Não compete ao Estado, nem muito menos a grupos de interesses morais ou religiosos, limitar a liberdade individual dos seus cidadãos.

A dimensão da legalização do aborto na Irlanda é um acontecimento importante. A enorme participação, a diferença de votos e a coerência do voto em todo o território deitaram abaixo uma das grandes violências institucionalizadas contra metade da população de um país.

Durante 35 anos repetiram-se os mesmos argumentos que já se tinham ouvido em muitos outros pontos do globo (como em Portugal): que a vida humana é inviolável, que a liberalização iria provocar o disparar do número de abortos, que a sociedade se iria tornar mais devassa. Tudo para disfarçar um garrote do patriarcado sobre o direito da mulher ao seu próprio corpo, algo inaceitável na Europa civilizada do século XXI.

Finalmente terminou. A tendência das sociedades mais desenvolvidas é assumirem que as escolhas individuais são exactamente isso, individuais. Não compete ao Estado, nem muito menos a grupos de interesses morais ou religiosos, limitar a liberdade individual dos seus cidadãos. E isto porque a liberdade individual tende a andar a par com a tolerância e o progresso social, o que por regra está em linha com o aumento da literacia e redução da ignorância.

Esta reflexão ocorre numa semana decisiva para perceber o que vai acontecer à eutanásia em Portugal. Apesar da aprovação tardia da lei do aborto, a gestão social dos vários direitos tem sido quase exemplar — até porque a grande percentagem de portugueses que se declara católica tem o bom senso de não deixar que isso afecte a sua sensatez e por isso tem sido possível uma tranquila evolução, ainda que lenta, dos direitos sociais. Agora volta a ver--se o mesmo cenário: a união dos sectores conservadores compostos por comunistas e católicos está a tentar limitar, enquanto for possível, mais uma conquista social.
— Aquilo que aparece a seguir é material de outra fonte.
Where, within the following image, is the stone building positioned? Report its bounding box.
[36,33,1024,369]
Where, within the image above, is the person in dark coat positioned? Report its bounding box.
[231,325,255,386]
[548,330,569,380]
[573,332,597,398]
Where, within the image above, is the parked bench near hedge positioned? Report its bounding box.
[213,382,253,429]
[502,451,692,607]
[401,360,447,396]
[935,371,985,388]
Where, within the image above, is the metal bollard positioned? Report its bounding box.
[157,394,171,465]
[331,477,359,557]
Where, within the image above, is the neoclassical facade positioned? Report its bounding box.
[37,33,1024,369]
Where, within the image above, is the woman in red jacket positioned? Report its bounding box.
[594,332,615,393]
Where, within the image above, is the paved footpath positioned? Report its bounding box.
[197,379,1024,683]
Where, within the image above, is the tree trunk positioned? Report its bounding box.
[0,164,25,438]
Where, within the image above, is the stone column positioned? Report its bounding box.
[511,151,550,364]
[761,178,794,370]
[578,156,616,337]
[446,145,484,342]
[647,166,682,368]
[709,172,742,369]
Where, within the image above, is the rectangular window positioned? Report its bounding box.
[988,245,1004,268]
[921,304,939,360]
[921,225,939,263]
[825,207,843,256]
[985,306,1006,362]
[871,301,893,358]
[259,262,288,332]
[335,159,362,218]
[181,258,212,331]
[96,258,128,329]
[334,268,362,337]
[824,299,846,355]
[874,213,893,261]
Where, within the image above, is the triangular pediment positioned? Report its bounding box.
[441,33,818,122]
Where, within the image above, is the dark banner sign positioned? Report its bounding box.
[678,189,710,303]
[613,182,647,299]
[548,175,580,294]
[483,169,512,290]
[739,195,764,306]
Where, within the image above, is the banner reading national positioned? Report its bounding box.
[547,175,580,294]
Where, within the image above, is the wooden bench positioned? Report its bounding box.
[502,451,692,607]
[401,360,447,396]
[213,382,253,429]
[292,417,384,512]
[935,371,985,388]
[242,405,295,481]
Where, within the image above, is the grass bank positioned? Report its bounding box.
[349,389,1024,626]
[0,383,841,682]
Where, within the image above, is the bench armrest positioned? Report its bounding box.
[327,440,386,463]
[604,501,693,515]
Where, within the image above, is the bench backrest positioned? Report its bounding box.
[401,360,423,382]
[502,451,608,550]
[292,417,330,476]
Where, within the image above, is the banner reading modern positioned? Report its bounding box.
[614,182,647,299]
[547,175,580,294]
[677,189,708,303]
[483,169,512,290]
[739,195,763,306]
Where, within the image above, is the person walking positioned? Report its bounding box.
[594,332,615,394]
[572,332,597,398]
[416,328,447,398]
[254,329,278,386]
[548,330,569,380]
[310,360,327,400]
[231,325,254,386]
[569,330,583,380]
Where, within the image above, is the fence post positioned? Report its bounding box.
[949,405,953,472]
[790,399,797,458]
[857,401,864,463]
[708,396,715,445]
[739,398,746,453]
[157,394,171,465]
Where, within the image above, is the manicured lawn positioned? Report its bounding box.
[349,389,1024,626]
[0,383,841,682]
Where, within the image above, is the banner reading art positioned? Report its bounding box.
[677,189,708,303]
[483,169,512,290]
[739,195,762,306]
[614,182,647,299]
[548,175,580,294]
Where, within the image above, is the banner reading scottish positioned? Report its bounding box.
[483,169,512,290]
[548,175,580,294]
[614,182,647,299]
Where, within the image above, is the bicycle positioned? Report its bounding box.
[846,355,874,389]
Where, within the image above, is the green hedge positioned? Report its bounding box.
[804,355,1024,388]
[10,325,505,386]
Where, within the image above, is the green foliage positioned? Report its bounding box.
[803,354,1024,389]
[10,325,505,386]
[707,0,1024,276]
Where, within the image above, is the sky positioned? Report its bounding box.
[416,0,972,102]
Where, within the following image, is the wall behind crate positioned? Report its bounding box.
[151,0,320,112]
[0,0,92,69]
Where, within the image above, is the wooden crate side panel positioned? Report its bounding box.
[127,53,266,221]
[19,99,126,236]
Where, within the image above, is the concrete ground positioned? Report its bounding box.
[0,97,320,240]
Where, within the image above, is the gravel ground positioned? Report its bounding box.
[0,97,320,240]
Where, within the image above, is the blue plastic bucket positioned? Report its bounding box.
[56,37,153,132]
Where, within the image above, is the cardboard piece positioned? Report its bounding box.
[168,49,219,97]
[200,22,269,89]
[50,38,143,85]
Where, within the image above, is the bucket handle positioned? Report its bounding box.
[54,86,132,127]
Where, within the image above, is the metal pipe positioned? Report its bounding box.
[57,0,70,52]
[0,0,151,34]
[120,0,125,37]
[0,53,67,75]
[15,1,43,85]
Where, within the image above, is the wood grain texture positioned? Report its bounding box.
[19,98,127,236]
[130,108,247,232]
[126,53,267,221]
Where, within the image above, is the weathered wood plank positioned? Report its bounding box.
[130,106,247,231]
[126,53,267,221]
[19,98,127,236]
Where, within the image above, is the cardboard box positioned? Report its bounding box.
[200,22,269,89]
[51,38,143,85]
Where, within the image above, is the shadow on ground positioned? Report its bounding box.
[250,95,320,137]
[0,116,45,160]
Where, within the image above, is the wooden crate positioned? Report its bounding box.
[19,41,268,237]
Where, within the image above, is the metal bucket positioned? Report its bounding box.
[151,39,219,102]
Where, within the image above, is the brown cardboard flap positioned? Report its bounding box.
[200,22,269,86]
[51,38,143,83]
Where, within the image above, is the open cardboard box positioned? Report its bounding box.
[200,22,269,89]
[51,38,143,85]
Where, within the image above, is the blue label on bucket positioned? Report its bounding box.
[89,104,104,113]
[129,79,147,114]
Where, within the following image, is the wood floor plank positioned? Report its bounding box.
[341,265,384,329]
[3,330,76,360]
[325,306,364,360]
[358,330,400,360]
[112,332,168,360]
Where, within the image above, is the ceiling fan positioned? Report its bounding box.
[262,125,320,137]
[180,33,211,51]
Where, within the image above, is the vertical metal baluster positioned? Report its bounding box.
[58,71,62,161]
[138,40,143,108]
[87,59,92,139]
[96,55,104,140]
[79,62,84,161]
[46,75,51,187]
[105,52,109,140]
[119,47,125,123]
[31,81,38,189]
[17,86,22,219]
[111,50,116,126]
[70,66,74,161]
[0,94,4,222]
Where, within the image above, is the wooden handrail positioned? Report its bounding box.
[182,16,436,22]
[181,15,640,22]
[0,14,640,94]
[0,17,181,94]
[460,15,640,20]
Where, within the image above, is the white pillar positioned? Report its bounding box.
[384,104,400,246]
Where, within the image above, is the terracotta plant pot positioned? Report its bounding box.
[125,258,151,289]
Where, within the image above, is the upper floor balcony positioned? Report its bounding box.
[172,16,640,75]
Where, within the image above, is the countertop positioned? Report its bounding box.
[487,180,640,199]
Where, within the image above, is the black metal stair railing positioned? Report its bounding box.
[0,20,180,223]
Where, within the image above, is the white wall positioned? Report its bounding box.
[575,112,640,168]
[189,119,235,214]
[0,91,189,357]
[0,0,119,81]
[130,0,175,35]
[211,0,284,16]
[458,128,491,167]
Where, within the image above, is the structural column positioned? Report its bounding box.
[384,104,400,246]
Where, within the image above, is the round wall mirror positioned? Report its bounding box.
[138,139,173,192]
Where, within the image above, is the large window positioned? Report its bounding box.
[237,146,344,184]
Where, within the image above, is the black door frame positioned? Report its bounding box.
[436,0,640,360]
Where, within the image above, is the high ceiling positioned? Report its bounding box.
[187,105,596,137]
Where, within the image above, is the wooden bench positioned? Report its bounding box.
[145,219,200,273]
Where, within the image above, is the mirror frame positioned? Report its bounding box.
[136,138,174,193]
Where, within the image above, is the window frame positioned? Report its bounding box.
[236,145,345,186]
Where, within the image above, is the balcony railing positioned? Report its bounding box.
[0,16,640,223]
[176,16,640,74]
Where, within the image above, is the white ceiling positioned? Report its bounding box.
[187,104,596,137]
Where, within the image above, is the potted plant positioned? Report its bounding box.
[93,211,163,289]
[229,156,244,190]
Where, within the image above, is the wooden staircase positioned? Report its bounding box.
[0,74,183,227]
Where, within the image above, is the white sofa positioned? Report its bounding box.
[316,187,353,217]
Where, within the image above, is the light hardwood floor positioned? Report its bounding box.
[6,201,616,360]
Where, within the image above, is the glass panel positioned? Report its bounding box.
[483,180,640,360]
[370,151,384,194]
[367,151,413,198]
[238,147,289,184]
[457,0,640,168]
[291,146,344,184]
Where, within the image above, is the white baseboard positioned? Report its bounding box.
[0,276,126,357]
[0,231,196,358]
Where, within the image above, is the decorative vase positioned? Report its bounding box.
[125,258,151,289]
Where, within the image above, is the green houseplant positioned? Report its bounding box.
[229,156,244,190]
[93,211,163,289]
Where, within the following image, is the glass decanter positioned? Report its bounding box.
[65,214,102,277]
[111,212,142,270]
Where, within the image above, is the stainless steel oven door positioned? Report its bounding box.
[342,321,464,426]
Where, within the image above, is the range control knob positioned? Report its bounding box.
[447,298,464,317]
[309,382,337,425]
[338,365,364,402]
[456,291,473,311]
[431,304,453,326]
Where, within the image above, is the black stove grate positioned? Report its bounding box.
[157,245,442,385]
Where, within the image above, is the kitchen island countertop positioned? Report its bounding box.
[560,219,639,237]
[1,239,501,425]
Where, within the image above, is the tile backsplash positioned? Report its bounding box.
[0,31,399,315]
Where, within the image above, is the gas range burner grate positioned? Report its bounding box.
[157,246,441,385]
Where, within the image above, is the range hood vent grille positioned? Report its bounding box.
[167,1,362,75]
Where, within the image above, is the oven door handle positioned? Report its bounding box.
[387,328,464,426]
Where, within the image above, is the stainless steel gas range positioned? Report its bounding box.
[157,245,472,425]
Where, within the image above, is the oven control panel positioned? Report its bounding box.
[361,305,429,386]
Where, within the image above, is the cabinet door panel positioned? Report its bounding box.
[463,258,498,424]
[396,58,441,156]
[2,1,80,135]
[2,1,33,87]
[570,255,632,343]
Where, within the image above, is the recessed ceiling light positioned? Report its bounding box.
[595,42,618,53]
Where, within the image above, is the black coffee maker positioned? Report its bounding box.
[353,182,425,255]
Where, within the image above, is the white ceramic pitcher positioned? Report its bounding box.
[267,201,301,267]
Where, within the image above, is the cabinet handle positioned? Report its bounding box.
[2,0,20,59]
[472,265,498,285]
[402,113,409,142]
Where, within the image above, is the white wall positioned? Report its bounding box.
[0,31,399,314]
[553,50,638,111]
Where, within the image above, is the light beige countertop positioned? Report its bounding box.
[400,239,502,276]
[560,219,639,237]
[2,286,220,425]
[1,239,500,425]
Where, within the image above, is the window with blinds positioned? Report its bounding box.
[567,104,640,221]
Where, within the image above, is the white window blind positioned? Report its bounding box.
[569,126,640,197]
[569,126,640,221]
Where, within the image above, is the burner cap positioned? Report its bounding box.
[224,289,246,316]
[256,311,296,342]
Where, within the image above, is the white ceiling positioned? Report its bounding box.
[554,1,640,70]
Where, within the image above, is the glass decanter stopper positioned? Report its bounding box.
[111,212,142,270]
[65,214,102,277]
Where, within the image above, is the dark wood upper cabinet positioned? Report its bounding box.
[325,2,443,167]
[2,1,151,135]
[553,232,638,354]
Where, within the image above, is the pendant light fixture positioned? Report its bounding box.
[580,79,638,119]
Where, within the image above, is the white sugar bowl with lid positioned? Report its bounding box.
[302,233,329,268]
Em Portugal como na Irlanda, no aborto como na eutanásia, trata-se de um direito do indivíduo em que o Estado se deve intrometer o menos possível. É importante ter isto em conta quando se ouvem argumentos que presumem a inviolabilidade da vida humana, porque o primado do direito pessoal se sobrepõe a uma suposta lógica ética que se aplique de forma genérica. Ainda há muito para fazer, porque os direitos sociais nunca estão plenamente conquistados — e o movimento #MeToo está aí para recordar que não chega a letra de lei para garantir a plenitude dos direitos.